Early in my teaching career I was specifically told by the deputy head that I could not reveal my sexuality to any pupils or parents from the school. This was said because ‘Parents would not want me to be in the classroom when children are changing for PE, as I would see girls in their underwear.’ I did question if they thought being a lesbian was the same as being a paedophile, although this question wasn’t answered and I received an apology, it had still been said. The lasting effect of this statement was a reluctance for me to tell anybody at work who I am. 

Invisibility

There are many characteristics that are clearly visible, some that are sometimes visible and some that are completely invisible. So if you have one of the invisible characteristics you have to tell people for them to know. 

It has been my experience that leaders and governors have no clear plan on how to manage this. They have perhaps not thought through who and when staff should reveal their invisible protected characteristics to, and are somewhat hesitant to speak to staff about it. This may be because of the fear of offending somebody and being accused of homophobia and I understand that. I would have preferred to have been asked about it before I started work so that we were all clear. 

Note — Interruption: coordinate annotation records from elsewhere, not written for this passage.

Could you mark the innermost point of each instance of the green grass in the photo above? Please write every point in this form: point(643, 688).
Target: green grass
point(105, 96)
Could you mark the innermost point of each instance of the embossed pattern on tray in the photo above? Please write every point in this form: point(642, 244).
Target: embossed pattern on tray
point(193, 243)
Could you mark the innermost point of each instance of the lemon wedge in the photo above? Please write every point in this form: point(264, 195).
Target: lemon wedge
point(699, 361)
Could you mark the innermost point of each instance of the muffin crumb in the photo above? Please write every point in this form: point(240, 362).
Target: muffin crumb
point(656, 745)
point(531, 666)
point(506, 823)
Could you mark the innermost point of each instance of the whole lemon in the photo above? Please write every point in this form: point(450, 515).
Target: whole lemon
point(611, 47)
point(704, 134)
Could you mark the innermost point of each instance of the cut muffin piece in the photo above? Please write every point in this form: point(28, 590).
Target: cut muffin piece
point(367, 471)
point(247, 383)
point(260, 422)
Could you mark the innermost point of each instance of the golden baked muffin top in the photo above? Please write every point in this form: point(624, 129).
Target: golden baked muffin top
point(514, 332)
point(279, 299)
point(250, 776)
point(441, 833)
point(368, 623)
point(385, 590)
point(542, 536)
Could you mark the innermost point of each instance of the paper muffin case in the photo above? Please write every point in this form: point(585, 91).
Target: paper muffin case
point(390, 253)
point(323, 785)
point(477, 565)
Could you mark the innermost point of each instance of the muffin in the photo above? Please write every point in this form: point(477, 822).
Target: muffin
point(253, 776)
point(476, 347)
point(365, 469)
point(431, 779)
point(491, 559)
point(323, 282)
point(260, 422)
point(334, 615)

It would have prevented a very awkward situation for me. Before I moved into leadership I taught Year 6, during a PHSE lesson I was asked if I had got married in the holidays, to which I replied yes. The child then asked me was it to a man, or a woman? I was flummoxed. Not by the answer but by – what am I allowed to say? If this has been discussed before it would have prevented my jumbled answer of yes and then me having to go and see the head to explain that I had just ‘outed’ myself to my class. 

What now?

I have listened to various facilitators and trainers talk to school staff and leadership teams to say ‘You need to have people who look differently on your SLT, staff or governing body’. 

‘You need visible role models for the children in the school from Black, Asian and Minority Ethnic communities’. I do not disagree, and have said the same thing myself. However, I wonder if the focus on ‘look’ means that other protected characteristics are overshadowed? 

So I ask that when you discuss diversity in school, during assemblies, staff meetings and governor meetings, please talk about people who are different not just about those who look different. Make sure you include all protected characteristics in your presentation and discussion. 

As leaders have a plan to support staff with invisible protected characteristics. Talk to them, guide them with their inevitable disclosure dilemmas and support their decisions.